Search


Prithee, sir, I like the look of your peascod

Prithee, sir, I like the look of your peascod Prithee, sir, I like the look of your peascod

MANY of you will be well aware of my fondness for nostalgia but this week I intend to excel myself. Ladies and gentlemen, allow me to take you on a journey back to… the 17th century.

But don’t worry. We’re not going far, no further than Worcester in fact. All the same, you should be warned. For this is the Faithful City of 1643.

But you can trust me. For I’ve just had a sneak preview of what life was like in Worcester in those days, courtesy of a new work by Hay-on-Wye author Celia Boyd.

Act of Rebellion is the third book in an English Civil Wars trilogy by Ms Boyd, and once again the action starts right here on the banks of the Severn.

Tom Fletcher, the son of a Fish Street butcher, is a surgeon who finds himself caught up in the turmoil of the times. Worcester is besieged by General Waller’s Parliamentarian army and our hero needs to find a way to reach Gloucester.

There’s no shortage of blood and guts, in particular the graphic descriptions of surgical techniques. But what makes this book unique is that fact that the author builds the dialogue around the ornate speech mannerisms of the period. For example, regarding the Severn, we learn that “Sabrina Fair can become the most treacherous harlot in Worcestershire,” and green peas are as “sweet and tender as a virgin’s cry for help”. Then we are asked to picture a “bragging bellshangle of a soldier.”

Meanwhile, dialect words such as lakin, gaskins, quacksalver, peascod and base stripling fire like musket volleys from the pages.

The book reminds us that the Severn was tidal in those days, but the modern traveller would certainly recognise the account of reaching the top of Fromes Hill, and might even be able to picture the family shop in Fish Street.
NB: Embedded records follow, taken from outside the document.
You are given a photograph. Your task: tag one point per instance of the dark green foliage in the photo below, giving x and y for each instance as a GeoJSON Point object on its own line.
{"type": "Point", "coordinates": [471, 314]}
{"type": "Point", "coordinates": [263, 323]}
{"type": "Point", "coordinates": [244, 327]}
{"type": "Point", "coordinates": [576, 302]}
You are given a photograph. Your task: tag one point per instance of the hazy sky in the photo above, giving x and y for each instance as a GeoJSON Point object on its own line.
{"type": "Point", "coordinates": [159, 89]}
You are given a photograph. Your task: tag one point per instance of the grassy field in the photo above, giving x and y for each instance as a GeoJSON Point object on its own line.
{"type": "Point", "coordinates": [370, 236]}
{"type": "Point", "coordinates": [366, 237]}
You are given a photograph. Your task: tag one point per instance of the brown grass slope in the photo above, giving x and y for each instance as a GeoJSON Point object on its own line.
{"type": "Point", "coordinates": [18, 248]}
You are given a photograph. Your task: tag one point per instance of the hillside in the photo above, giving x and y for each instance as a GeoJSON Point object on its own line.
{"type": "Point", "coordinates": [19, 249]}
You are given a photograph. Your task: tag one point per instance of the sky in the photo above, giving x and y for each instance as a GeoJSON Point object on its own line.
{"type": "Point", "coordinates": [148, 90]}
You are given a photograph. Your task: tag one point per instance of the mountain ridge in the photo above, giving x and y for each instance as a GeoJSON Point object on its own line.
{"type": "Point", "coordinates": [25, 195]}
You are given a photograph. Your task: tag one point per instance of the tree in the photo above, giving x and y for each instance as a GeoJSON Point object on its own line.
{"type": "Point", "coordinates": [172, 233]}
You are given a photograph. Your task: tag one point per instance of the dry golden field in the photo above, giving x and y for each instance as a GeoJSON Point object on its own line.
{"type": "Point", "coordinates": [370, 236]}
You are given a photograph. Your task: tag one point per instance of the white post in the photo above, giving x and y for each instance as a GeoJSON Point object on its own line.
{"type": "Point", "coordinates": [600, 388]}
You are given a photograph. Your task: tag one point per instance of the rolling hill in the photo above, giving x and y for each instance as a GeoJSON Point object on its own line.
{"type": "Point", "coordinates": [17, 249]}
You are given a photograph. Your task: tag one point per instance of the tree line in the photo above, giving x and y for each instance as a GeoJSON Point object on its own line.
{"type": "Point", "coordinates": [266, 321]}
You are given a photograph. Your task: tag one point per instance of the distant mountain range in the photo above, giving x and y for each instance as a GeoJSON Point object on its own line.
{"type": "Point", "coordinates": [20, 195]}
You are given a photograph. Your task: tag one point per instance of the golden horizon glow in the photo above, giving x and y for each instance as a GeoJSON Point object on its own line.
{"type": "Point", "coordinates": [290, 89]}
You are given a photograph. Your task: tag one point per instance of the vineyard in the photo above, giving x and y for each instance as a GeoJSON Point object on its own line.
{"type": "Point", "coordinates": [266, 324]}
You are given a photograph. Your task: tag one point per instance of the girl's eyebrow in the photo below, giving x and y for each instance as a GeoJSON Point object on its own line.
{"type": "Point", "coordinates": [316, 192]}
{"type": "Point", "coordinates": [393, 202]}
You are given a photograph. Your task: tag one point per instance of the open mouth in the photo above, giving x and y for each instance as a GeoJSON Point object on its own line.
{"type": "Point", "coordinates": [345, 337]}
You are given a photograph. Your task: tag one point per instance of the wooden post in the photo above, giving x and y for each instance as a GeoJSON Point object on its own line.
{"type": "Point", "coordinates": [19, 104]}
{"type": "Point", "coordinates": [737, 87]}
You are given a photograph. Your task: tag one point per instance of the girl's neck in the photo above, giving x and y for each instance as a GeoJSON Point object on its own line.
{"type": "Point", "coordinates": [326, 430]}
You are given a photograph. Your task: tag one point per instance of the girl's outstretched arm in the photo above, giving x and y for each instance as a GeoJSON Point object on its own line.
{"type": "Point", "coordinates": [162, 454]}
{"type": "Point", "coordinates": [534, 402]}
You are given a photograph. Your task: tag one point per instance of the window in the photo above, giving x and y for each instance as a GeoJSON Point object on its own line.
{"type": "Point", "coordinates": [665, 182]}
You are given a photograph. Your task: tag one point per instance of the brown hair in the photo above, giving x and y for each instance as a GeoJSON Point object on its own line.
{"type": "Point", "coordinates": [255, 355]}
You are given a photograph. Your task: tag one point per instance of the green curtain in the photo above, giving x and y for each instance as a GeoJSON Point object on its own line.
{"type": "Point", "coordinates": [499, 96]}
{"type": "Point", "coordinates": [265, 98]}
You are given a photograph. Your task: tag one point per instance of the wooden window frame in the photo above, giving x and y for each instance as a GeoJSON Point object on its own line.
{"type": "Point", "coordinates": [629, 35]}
We also learn that betrothals in Worcester were regarded as binding and there was much drilling of the city’s young men on Pitchcroft. And if you weren’t being put through your paces with musket and pike, then there was plenty of work shoring up the city wall near the King’s School with earth to absorb parliamentarian cannon shot.

This book makes compelling reading, especially as the pages are studded with place names that will be familiar to Worcestershire people. It’s published by Graficas Books and available from all good bookshops.